I use my iPad pretty intensively in the classroom, though as an Undistinguished Apple Educator, it tends to be plugged into the whiteboard via an old fashioned AV cable, streaming Spotify, rather than being deployed in high impact, outstanding feats of pedagogy. To be honest, most of the apps I tend to use have perfectly serviceable PC equivalents, though the iPad’s accelerometer does make it easy to replicate the function of a seismometer.


In a recent lesson I had introduced Charles Richter’s logarithmic scale for measuring earthquake magnitude. At this point, I’d usually reach for my iPhone, place it on the floor and invite the students to jump up and down in order to to illustrate how a seismometer works.

Today I used Seismometer 6th running on the iPad and plugged into the whiteboard. The app incorporates an alarm that can be set to different levels of vibration sensitivity.
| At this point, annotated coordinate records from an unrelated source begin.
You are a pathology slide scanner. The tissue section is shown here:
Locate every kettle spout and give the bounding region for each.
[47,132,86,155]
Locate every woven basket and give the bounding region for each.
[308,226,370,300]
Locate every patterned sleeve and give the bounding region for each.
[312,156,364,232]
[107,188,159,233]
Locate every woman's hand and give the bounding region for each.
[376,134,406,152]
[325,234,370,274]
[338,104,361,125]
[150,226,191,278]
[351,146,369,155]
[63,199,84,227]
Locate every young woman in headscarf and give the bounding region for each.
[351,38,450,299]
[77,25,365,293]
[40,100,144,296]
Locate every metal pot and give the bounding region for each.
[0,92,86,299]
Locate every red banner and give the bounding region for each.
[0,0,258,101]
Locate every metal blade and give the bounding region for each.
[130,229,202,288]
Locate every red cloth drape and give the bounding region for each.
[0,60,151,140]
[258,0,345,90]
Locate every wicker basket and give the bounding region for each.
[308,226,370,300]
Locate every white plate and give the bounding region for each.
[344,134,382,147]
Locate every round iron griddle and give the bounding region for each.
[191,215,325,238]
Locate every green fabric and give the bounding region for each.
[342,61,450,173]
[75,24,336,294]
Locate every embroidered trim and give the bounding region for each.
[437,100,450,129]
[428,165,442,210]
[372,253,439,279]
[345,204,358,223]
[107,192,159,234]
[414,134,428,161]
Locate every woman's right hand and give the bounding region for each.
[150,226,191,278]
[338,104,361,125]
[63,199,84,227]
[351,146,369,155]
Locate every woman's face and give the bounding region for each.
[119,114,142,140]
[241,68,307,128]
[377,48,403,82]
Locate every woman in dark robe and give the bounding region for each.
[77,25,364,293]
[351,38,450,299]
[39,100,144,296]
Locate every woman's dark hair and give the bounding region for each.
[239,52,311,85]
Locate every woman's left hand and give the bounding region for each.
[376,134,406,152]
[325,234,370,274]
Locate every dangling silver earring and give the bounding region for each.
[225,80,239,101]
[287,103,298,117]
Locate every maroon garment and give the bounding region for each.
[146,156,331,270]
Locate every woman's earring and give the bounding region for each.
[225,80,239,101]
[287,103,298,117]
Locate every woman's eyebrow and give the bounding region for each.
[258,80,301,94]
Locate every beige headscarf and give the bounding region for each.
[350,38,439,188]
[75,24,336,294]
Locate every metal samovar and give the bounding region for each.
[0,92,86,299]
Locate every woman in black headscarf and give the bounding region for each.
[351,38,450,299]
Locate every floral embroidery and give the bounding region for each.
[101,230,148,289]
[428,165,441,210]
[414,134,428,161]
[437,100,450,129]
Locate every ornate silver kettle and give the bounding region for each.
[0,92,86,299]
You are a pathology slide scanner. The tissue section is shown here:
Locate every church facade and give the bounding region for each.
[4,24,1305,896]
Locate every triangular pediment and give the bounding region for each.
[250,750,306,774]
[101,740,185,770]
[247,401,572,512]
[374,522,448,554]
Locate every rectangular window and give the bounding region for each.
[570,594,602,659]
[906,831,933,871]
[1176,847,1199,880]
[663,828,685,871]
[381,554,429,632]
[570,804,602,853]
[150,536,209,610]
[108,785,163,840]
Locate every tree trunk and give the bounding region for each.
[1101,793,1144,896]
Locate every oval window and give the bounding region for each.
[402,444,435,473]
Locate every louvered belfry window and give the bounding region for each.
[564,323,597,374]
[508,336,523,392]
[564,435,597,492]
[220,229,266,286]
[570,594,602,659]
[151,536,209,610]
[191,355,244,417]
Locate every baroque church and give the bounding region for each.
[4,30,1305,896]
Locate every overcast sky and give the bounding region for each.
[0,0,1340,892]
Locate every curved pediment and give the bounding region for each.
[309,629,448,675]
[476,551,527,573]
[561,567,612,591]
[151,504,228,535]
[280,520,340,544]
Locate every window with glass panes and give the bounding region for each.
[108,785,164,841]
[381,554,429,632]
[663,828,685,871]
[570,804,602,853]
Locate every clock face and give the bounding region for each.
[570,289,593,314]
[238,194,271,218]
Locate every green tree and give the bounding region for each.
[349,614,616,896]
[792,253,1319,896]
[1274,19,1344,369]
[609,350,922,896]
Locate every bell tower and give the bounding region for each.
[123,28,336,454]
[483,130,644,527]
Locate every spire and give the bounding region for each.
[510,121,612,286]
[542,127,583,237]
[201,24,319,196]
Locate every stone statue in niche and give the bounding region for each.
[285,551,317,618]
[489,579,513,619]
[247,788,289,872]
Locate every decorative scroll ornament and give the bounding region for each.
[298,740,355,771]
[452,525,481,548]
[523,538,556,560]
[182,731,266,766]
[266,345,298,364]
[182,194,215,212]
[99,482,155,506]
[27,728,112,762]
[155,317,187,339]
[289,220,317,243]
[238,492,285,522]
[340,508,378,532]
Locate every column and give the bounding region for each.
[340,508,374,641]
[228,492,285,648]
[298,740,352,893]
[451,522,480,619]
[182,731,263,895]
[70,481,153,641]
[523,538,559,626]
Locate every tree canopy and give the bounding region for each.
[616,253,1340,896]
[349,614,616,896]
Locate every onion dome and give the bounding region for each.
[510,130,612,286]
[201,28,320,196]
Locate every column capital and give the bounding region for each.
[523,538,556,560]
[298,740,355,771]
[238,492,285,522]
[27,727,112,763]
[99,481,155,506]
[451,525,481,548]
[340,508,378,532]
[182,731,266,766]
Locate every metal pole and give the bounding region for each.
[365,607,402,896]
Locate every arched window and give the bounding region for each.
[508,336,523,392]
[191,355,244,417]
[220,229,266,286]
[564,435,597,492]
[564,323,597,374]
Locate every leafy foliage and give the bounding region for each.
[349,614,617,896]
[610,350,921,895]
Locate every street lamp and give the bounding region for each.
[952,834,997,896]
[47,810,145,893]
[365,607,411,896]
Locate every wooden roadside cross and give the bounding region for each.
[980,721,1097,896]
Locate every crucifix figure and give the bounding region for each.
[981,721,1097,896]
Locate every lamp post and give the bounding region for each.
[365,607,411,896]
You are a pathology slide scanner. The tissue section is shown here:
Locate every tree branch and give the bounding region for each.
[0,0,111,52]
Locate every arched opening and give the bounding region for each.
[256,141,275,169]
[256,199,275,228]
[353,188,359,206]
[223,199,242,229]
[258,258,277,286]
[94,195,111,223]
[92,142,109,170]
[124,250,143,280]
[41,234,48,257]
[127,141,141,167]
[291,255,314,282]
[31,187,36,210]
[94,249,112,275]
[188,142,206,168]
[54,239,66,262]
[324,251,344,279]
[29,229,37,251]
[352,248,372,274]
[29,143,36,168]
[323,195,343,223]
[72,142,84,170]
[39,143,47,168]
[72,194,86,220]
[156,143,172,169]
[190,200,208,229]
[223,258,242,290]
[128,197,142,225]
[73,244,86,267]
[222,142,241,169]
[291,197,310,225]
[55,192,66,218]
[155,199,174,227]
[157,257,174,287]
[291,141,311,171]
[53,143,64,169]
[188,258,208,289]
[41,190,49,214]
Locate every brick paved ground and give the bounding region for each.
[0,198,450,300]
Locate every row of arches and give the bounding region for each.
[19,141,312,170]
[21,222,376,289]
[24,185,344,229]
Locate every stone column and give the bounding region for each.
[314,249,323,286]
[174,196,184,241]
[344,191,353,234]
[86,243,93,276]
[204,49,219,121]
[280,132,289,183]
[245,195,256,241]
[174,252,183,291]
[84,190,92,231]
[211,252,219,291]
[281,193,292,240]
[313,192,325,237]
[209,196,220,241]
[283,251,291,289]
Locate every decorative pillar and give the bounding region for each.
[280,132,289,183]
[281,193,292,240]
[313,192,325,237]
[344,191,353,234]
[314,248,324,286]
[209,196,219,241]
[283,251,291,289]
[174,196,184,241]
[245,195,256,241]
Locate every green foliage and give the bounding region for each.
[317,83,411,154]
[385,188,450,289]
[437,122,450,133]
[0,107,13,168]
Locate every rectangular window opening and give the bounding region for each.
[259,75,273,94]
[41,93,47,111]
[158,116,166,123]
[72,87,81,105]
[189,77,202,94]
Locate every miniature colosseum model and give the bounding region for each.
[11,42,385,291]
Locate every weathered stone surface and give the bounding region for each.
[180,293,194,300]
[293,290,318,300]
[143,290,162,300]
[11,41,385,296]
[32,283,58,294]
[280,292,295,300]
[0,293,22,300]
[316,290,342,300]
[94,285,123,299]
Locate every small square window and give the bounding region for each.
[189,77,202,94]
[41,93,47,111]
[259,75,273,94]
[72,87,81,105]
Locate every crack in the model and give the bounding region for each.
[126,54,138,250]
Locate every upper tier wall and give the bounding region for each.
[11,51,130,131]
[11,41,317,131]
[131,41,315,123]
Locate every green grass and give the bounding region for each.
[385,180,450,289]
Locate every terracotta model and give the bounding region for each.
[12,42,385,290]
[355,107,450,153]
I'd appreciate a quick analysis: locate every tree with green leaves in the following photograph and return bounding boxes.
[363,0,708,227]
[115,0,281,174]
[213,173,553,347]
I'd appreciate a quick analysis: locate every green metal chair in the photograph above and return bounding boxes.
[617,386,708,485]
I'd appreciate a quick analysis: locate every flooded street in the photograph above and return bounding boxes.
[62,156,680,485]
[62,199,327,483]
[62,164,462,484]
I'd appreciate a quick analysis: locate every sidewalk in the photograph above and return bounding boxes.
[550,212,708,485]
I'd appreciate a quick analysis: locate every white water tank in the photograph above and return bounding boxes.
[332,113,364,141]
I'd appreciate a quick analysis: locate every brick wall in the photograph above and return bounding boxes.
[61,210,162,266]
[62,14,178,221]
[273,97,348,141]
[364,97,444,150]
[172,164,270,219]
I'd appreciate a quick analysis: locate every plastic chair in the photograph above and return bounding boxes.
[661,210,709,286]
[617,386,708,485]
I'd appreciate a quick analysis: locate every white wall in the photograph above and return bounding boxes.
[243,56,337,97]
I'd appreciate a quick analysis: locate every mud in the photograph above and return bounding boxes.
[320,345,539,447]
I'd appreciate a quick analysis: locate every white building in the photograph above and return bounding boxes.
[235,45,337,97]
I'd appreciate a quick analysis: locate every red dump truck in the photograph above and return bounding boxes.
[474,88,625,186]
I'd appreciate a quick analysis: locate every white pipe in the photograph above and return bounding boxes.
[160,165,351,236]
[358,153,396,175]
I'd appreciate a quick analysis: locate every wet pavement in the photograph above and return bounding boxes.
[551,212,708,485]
With the sensitivity  set to low, and the class gathered at the back of the room, the students found themselves unable to trip the alarm (as illustrated on the screen grab), no matter how much they jumped around. I let them take incremental steps towards the iPad until they were able to finally trip the alarm. This was an entirely unplanned discovery, but it worked well, emphasising the point that the closer one is to the epicentre of an earthquake, the greater the magnitude of shaking.

Another potential use of the app, is to monitor my old Shaker Maker activity to ensure that test buildings on a shaking table are subjected to similar amounts of vibration. It’s a great app for occasional use and at 99p is somewhat cheaper than the real thing.